THE change in the country’s prescribed mix of generating sources for electricity will soon change if Energy Secretary Alfonso Cusi has his way. But while the new plan has considerable merit, it will make the Department of Energy’s job considerably harder.
Cusi’s preference is to do away with quotas imposed on types of power generation – coal, oil, gas, and various forms of renewable energy – and instead simply maintain a ratio of 70 percent baseload power, 20 percent midrange requirements and 10 percent peaking power.
The ratio is important because different types of power have different generation costs. Under that 70-20-10 arrangement, the least expensive power should make up the baseload capacity, while more expensive types would be limited to the less-used middle range and peaking capacities. Under this arrangement, hydroelectric, gas, and coal generating plants would provide the base load power, while the less expensive renewables and the more expensive fossil fuel plants (whose costs are roughly similar) would make up the midrange, and the most expensive renewables – solar and wind – would be used to supply peak power. This scheme hypothetically assures that consumers pay the lowest reasonable price for the electricity they use.
Under the past PNoy Aquino administration, the DOE’s energy mix was based on technology – 30 percent for coal, 30 percent for gas, 30 percent for renewable energy, and 10 percent for other fuels. The rationale for that arrangement was that mixing power sources would tend to average out generation costs, and it would encourage the development of more climate-friendly renewable energy.
The scheme did not actually achieve either of those goals.
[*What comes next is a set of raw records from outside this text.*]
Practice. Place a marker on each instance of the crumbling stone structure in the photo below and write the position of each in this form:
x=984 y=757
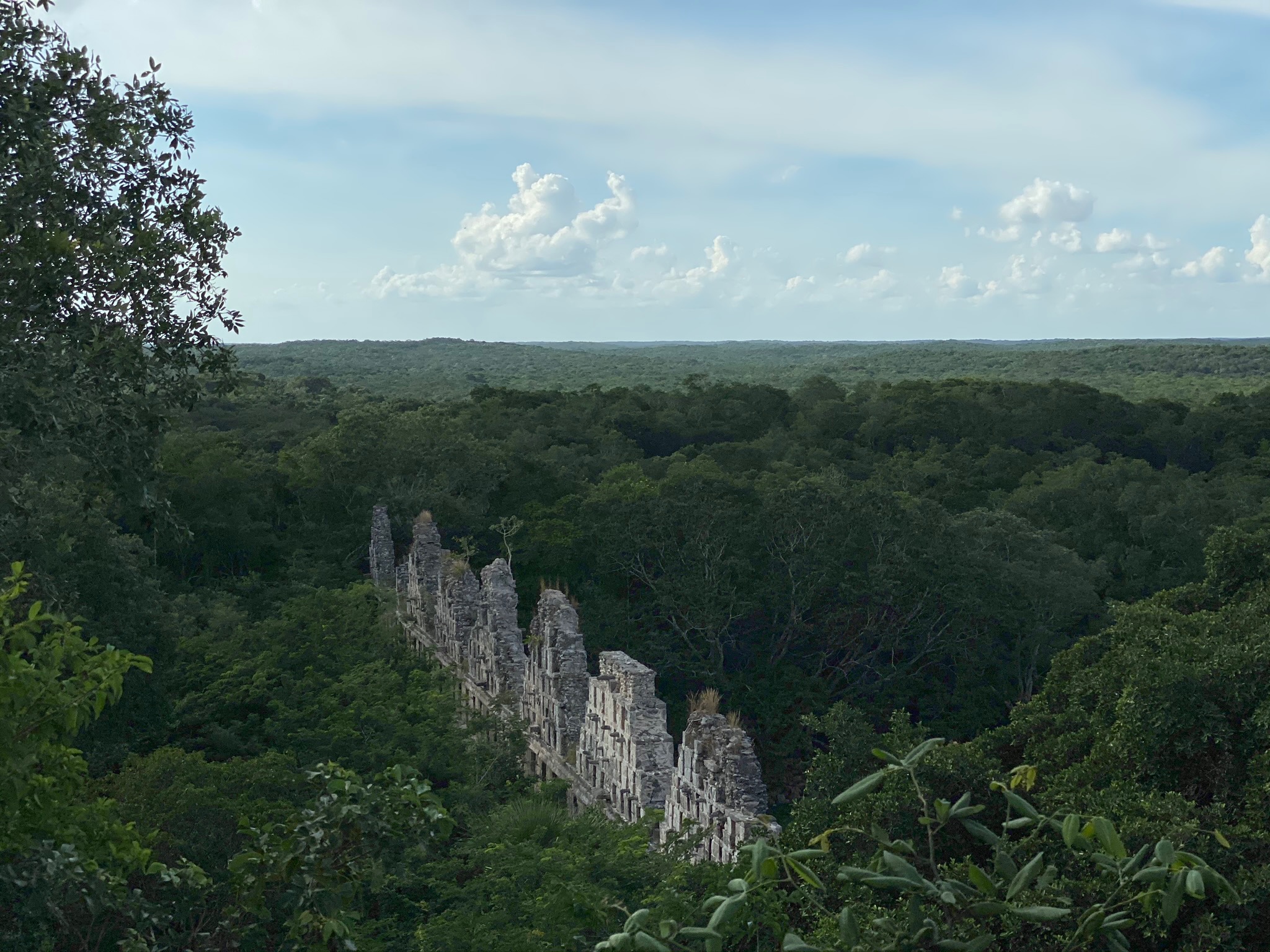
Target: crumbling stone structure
x=625 y=753
x=383 y=555
x=606 y=735
x=557 y=684
x=717 y=785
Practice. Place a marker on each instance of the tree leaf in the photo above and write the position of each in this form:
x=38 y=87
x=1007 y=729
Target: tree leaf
x=793 y=942
x=1041 y=914
x=982 y=881
x=860 y=788
x=849 y=930
x=1024 y=878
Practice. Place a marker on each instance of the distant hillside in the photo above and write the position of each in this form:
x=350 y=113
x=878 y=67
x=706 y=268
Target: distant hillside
x=1189 y=371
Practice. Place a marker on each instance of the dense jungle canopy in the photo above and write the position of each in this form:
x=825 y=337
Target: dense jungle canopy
x=929 y=597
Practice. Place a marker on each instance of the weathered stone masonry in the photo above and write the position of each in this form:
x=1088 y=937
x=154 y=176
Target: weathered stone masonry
x=603 y=734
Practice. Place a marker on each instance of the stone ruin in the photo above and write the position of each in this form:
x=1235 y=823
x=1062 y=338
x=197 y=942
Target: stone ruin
x=603 y=734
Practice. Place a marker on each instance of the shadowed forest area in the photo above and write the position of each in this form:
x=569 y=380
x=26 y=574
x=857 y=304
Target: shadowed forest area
x=1001 y=644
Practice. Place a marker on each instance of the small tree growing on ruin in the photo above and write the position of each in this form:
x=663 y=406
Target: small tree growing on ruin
x=507 y=527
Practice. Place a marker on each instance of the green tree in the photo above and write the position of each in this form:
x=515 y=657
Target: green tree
x=112 y=258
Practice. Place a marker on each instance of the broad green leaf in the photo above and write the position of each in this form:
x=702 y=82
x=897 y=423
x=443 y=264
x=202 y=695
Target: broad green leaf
x=1196 y=884
x=982 y=881
x=1041 y=914
x=849 y=930
x=860 y=787
x=981 y=833
x=916 y=756
x=1110 y=840
x=904 y=868
x=1071 y=829
x=1173 y=901
x=1023 y=880
x=793 y=942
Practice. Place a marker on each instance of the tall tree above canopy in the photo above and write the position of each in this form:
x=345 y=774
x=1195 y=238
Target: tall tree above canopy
x=110 y=257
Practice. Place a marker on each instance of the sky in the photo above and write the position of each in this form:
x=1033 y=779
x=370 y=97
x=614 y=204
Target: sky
x=658 y=170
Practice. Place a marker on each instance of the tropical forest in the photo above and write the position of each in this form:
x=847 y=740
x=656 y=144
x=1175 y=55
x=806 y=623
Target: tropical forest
x=996 y=619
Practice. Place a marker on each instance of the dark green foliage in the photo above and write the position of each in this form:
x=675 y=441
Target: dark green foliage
x=1034 y=880
x=859 y=545
x=109 y=278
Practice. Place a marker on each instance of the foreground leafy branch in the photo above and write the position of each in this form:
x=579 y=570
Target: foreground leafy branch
x=1061 y=883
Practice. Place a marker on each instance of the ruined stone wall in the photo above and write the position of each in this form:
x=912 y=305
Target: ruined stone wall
x=606 y=735
x=557 y=682
x=495 y=656
x=383 y=555
x=625 y=752
x=717 y=785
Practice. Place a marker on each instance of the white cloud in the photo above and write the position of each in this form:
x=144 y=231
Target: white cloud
x=1116 y=240
x=954 y=282
x=1013 y=234
x=1143 y=263
x=1048 y=201
x=1067 y=238
x=655 y=275
x=868 y=254
x=544 y=238
x=1259 y=254
x=830 y=93
x=1214 y=263
x=884 y=283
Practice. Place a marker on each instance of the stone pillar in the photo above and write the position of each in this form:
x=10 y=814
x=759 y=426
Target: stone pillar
x=556 y=676
x=383 y=555
x=497 y=659
x=455 y=614
x=718 y=786
x=625 y=752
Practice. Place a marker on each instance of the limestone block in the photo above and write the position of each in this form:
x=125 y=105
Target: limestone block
x=556 y=676
x=383 y=557
x=717 y=785
x=625 y=752
x=497 y=649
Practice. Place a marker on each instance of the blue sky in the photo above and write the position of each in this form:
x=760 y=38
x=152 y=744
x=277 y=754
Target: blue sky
x=708 y=170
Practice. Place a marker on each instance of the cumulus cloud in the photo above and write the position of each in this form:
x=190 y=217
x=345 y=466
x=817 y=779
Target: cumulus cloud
x=884 y=283
x=868 y=254
x=544 y=238
x=1118 y=240
x=1067 y=238
x=1259 y=254
x=954 y=282
x=654 y=272
x=1048 y=201
x=1026 y=278
x=1013 y=234
x=1215 y=263
x=1143 y=263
Power prices remained high throughout Aquino’s term, and because a significant proportion – nearly a third – of the country’s existing electricity supply comes from hydroelectric and geothermal generating facilities, the opportunities for the development of more renewable energy were limited.
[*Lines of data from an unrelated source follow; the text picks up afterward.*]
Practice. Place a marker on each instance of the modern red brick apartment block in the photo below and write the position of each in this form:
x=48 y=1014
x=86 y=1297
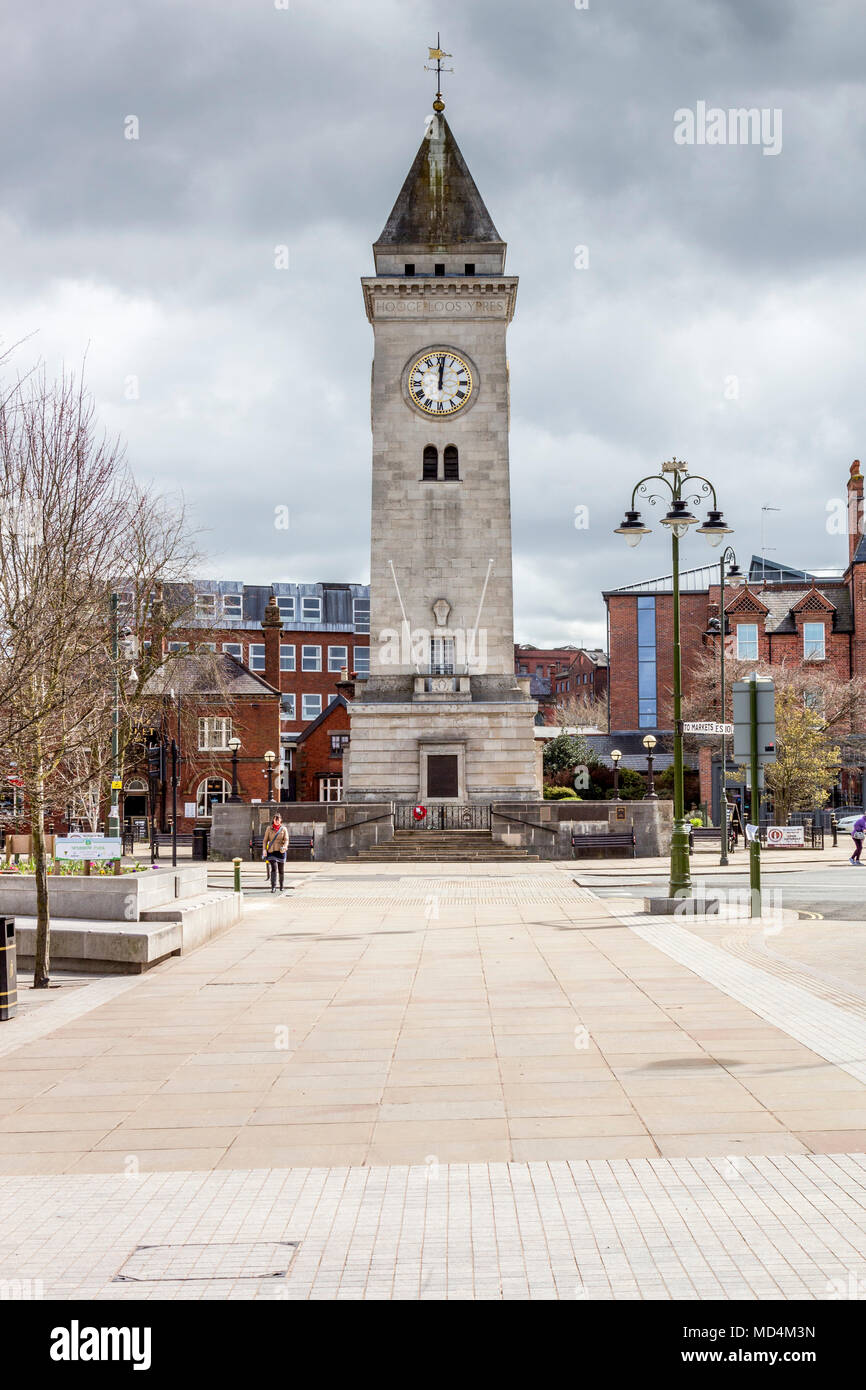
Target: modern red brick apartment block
x=562 y=673
x=777 y=615
x=298 y=638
Cusi’s proposal could achieve those aims, or at least improve on the performance of the Aquino-era power mix. If most of the power consumers use is from the most economical sources, power costs should decline, and even though the demand for some forms of renewable energy would be restricted, development would still be an attractive prospect for investors, because they would be assured of higher prices for the electricity they produce, even without the DOE having to resort to the awkward market interference of feed-in tariffs or other subsidies.
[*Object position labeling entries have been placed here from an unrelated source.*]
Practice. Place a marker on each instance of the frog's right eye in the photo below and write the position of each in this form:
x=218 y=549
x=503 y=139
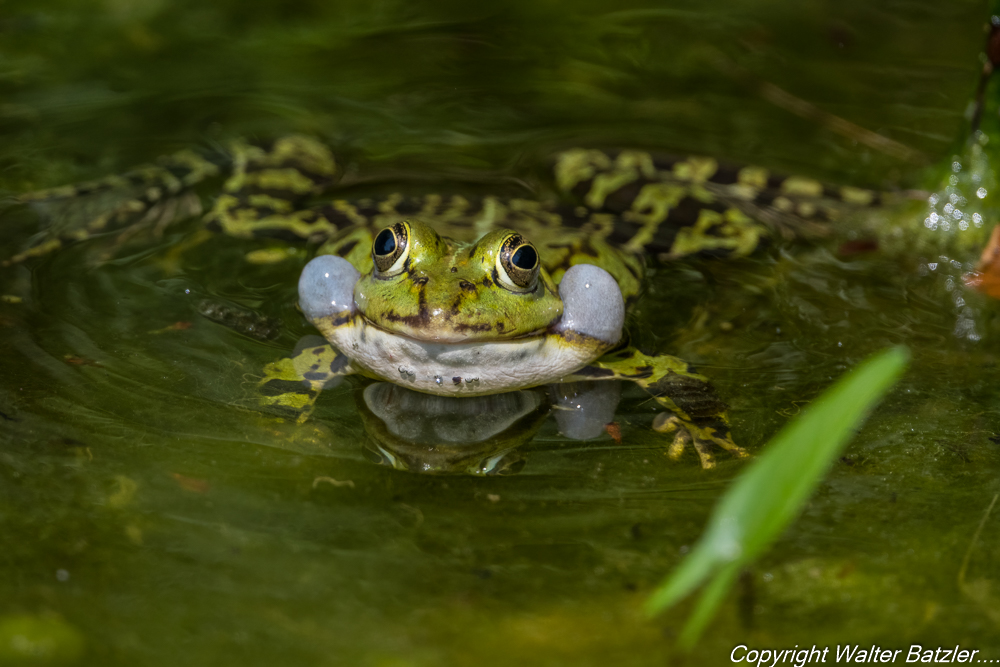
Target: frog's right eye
x=391 y=248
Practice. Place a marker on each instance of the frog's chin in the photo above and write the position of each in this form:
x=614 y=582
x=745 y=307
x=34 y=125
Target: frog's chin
x=591 y=324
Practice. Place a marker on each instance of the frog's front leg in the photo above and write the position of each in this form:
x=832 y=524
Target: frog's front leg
x=696 y=413
x=293 y=384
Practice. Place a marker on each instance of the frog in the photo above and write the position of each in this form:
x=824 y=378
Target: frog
x=463 y=296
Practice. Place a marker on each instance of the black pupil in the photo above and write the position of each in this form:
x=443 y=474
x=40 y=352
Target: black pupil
x=524 y=257
x=385 y=242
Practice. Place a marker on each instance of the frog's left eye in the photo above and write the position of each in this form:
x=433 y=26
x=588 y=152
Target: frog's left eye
x=517 y=263
x=391 y=248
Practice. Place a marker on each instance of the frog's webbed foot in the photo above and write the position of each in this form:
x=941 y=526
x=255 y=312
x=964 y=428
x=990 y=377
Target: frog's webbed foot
x=703 y=437
x=694 y=412
x=291 y=385
x=147 y=198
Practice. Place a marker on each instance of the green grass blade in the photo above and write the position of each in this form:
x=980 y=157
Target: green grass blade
x=772 y=490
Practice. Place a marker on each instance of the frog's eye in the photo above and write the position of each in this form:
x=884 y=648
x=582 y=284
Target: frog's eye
x=391 y=248
x=517 y=264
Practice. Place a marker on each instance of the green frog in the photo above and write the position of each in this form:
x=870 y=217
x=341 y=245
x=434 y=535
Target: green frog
x=461 y=296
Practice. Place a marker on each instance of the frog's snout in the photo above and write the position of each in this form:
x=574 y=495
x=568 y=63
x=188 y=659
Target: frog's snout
x=326 y=287
x=592 y=303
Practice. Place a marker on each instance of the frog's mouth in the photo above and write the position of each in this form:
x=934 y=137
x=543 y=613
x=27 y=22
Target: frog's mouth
x=592 y=301
x=591 y=323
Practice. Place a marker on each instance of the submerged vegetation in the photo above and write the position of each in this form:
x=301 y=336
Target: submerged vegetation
x=149 y=514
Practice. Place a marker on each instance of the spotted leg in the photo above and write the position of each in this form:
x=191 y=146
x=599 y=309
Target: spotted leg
x=291 y=386
x=695 y=414
x=150 y=197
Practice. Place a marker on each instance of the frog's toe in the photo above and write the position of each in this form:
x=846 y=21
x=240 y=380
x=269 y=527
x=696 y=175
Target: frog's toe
x=592 y=303
x=326 y=287
x=703 y=438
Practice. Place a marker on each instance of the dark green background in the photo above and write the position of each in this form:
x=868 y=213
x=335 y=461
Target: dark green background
x=187 y=523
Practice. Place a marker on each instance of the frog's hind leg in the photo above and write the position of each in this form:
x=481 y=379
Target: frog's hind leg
x=153 y=196
x=291 y=386
x=674 y=206
x=268 y=191
x=696 y=416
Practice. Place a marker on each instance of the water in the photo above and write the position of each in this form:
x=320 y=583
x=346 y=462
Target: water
x=151 y=514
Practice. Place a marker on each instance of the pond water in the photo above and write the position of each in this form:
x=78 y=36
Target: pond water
x=151 y=514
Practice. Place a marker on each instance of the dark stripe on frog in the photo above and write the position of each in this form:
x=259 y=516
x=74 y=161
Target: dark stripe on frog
x=685 y=214
x=695 y=397
x=423 y=317
x=279 y=387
The plan, however, is not without its potential pitfalls, and due regard must be given to sustainability. Without some limits, Cusi’s proposal could lead to a massive shift toward environmentally unsound choices such as coal or even more polluting fossil fuels as a matter of economy and expediency. Unfortunately, Cusi’s recommendation to let market forces guide energy development will likely take the country down that exact road, because the energy consumer does not ordinarily concern himself with how the energy was made or where it comes from, but only that it is available.
A better solution would be something in between Cusi’s “flexible” approach and the more restrictive, but more technology-conscious energy mix program of the previous administration. After all, some variety in the energy mix is prudent. For instance, if for some reason there is a significant increase in the price of coal, the country would be better able to manage the resulting increase in power costs if it could shift some reliance to other types of generation such as gas or renewables.
Managing this would not necessarily require a fixed mandate, but simply a careful assessment of proposed power projects and their prospective place in the country’s overall energy supply – something the Department of Energy and other concerned agencies should be doing anyway.